Short warm up may protect young players' knees

- McIntosh High School senior Alison Cappas remembers that day she hurt her knee two years ago like it was yesterday.

"It was the field right behind us," the 18-year old says.

She was playing with her soccer club, in a tournament.

"We had just been scored on in the game," Cappas says.  "So, I was, like, really angry, and had a lot of energy. I got the ball and was just running down the sideline, and then we just impacted in a tackle. And my left leg got caught behind me."

That's when her knee buckled inward, and Cappas heard a "pop.

She'd torn her anterior cruciate ligament, or ACL, and her medial collateral ligament, or MCL, the ligaments that stabilize her knee. Cappas couldn't stand up.

"I immediately started crying," she says.

She knew what this meant: reconstructive surgery, months of physical therapy, being sidelined for months.

"I ended up having to be out almost a year," Cappas says.

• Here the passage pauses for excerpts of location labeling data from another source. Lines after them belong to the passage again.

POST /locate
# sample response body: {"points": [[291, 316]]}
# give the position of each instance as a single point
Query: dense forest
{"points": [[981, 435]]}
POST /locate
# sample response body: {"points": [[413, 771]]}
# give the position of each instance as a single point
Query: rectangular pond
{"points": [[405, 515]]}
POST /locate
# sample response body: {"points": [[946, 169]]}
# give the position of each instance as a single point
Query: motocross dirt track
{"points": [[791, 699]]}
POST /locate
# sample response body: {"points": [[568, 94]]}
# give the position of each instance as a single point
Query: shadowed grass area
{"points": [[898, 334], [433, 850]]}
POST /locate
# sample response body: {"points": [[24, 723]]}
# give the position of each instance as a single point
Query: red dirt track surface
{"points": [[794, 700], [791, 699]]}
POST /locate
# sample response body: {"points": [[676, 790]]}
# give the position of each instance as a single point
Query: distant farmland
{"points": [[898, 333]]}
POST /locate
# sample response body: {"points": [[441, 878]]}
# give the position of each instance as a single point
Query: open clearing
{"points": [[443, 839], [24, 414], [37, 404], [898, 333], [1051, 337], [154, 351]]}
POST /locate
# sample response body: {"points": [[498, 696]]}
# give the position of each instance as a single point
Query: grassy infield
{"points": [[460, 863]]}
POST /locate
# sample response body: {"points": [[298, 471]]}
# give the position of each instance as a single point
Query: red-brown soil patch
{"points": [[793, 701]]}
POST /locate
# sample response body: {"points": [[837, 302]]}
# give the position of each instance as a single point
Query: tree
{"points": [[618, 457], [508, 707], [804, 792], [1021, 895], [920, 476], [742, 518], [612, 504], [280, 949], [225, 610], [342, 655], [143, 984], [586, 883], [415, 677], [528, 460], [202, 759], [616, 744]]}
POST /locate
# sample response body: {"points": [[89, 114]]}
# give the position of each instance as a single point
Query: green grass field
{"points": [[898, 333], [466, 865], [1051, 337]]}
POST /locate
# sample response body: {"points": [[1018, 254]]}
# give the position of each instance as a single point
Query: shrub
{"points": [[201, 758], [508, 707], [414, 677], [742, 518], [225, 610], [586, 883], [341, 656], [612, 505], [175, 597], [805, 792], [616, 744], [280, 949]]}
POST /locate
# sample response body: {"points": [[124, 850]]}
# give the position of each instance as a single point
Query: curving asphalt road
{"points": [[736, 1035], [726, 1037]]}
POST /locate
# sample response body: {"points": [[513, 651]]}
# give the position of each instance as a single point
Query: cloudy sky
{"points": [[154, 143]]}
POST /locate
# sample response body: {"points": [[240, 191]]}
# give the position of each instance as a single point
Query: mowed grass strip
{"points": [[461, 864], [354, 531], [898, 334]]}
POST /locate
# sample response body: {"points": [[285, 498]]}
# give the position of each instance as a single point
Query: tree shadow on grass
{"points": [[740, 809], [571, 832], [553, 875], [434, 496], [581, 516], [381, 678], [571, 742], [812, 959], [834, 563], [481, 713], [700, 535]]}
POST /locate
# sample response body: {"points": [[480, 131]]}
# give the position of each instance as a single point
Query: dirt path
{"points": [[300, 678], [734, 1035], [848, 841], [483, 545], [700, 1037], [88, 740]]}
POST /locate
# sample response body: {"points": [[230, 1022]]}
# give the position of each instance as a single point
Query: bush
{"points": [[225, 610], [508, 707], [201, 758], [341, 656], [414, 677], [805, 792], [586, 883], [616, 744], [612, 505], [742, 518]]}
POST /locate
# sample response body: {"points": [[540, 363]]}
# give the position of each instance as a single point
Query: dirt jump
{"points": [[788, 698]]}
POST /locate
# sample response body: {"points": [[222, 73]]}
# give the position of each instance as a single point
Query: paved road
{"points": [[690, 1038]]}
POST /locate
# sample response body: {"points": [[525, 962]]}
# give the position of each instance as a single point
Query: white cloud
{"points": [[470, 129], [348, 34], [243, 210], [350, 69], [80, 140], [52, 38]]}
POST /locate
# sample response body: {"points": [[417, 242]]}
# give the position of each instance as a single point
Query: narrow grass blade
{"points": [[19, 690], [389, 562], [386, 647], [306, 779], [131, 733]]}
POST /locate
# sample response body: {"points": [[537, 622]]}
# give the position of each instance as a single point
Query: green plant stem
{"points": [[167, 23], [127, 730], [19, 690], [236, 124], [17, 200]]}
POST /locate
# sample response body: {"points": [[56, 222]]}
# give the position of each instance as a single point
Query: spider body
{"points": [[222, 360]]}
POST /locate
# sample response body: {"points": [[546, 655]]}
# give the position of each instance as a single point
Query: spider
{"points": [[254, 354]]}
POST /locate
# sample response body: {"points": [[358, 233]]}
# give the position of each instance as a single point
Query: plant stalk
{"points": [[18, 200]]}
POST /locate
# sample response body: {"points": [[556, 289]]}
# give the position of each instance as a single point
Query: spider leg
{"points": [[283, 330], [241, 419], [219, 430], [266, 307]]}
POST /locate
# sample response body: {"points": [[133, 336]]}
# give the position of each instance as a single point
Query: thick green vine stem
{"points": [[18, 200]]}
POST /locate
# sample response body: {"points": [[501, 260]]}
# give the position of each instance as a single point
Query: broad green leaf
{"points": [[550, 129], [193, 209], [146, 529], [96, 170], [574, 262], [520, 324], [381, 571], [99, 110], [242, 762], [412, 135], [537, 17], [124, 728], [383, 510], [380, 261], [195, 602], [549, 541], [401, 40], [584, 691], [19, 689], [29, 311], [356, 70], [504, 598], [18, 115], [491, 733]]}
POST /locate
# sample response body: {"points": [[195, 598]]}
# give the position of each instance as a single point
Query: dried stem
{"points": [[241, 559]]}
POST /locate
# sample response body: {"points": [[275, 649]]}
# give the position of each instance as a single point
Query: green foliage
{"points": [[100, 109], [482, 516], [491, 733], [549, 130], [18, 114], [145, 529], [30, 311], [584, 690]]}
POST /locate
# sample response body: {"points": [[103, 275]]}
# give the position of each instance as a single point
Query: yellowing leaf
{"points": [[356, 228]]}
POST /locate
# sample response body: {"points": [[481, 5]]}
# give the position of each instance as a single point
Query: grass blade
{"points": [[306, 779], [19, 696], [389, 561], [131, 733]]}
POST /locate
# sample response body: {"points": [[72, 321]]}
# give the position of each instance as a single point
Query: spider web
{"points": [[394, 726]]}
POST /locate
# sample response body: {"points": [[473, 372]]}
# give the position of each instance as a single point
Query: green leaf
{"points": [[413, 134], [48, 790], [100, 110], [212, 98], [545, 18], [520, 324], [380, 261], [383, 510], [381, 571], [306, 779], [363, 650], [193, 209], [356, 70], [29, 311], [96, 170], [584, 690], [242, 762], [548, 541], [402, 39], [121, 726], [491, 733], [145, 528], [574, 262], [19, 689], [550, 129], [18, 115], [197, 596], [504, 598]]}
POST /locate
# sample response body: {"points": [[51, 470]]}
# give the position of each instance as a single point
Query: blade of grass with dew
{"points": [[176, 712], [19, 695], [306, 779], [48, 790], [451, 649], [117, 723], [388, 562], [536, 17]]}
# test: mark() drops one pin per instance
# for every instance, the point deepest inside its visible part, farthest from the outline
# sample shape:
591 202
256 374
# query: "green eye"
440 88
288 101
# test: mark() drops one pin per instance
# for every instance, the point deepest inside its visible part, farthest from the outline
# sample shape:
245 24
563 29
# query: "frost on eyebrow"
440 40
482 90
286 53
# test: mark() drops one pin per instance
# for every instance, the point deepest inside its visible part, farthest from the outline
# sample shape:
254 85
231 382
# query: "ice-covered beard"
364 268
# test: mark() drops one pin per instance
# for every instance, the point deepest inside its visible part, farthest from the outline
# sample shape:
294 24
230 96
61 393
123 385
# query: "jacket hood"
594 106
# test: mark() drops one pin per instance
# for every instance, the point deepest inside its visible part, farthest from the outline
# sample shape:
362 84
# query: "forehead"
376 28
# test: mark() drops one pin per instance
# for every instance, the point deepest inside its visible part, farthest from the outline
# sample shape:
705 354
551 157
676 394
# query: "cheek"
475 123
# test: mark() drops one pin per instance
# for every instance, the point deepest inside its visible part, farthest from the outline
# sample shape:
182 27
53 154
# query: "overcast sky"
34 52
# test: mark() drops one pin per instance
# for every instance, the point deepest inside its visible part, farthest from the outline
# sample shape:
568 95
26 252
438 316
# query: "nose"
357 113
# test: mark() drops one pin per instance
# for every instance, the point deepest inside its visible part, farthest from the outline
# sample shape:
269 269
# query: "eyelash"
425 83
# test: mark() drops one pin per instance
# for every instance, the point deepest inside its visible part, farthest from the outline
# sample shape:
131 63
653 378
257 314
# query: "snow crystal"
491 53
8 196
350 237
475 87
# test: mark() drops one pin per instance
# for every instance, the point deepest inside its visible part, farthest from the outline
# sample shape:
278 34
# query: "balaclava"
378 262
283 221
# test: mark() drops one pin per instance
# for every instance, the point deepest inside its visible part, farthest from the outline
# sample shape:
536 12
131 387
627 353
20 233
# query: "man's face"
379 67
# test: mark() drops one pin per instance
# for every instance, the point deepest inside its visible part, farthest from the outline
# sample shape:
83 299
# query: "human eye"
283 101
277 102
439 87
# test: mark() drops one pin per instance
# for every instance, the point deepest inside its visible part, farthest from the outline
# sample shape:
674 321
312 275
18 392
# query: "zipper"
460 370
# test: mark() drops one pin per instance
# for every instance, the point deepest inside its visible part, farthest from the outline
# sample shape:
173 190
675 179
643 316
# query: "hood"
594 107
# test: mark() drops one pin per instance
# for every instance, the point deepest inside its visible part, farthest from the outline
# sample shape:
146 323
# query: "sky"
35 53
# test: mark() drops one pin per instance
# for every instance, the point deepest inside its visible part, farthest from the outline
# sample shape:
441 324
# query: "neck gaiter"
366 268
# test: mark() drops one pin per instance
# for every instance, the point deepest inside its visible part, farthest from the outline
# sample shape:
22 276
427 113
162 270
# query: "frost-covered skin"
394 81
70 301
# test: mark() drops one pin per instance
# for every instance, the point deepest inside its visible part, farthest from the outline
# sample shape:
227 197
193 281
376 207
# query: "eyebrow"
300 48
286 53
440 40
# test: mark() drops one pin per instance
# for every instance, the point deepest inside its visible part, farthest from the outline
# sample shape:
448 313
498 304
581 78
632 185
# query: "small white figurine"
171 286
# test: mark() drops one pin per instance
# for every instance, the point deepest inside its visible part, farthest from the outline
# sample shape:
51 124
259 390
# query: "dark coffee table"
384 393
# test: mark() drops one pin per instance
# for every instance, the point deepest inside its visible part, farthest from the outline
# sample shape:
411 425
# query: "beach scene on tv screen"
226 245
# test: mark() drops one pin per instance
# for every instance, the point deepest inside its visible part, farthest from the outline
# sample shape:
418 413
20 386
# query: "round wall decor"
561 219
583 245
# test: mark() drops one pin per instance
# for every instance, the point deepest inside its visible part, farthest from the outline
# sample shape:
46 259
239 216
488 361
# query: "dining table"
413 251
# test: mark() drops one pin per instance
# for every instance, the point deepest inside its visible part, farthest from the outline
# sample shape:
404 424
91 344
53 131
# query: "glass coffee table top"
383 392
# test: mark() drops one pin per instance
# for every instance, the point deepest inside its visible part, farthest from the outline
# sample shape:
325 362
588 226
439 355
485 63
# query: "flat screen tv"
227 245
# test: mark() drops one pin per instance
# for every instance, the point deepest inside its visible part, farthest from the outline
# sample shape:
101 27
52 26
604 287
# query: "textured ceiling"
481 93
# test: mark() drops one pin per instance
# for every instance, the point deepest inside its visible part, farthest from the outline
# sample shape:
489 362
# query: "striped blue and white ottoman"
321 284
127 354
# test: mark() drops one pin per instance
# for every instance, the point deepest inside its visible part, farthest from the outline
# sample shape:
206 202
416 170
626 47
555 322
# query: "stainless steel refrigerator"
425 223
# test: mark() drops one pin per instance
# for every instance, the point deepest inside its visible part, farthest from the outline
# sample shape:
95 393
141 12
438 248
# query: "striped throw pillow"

The same thing happened to Children's Healthcare of Atlanta physical therapist and former semi-pro soccer player Jenny Meyer at 19. Younger female athletes seem to be at higher risk. Experts estimate young female soccer players suffered 5 times the number of "non-contact" knee injuries as young male players.  Meyer says part of the problem is the way females are aligned.

"We have wider hips," she says, "And with wider hips, it's causing our legs to go in."

Bending her knees, Meyer shows how the smallest pivot can cause the knee to buckle inward.

"It's more than quick movement or that quick twist, or if your foot gets stuck," Meyer says.

So Meyer encourages young players to warm up, protecting their knees with a 220-minute pre-practice warm up, created by the international soccer federation,  FIFA. It's called the FIFA 11+.  
But this is not your typically stretching routine.

"It's actually a dynamic movement, to get your body in those movements you're going to do in soccer, to get those muscles activating, and appropriately firing, so they can do what they need to do," Meyer says.

She and Cappss show how the routine begins. They run, work on balance, perform jumping movements, then run again. One research study shows how effective this short warm up can be.
Researchers tracked nearly 2,000 female youth soccer players. The teams that used the FIFA 11+ workout at least twice a week had 30% to 50% fewer injuries than the teams that used their typical warm up program.

"It's not going to completely prevent it, but it's going to decrease those injuries we're seeing," Meyer says.

Two years after her injury, Alison Cappas is back on the pitch, gearing up to play club soccer at Kennesaw State University next fall.

But nowadays, she warms up, and listens to her body.

"Because the 5 minutes of play you might get isn't worth the whole season," Cappos says.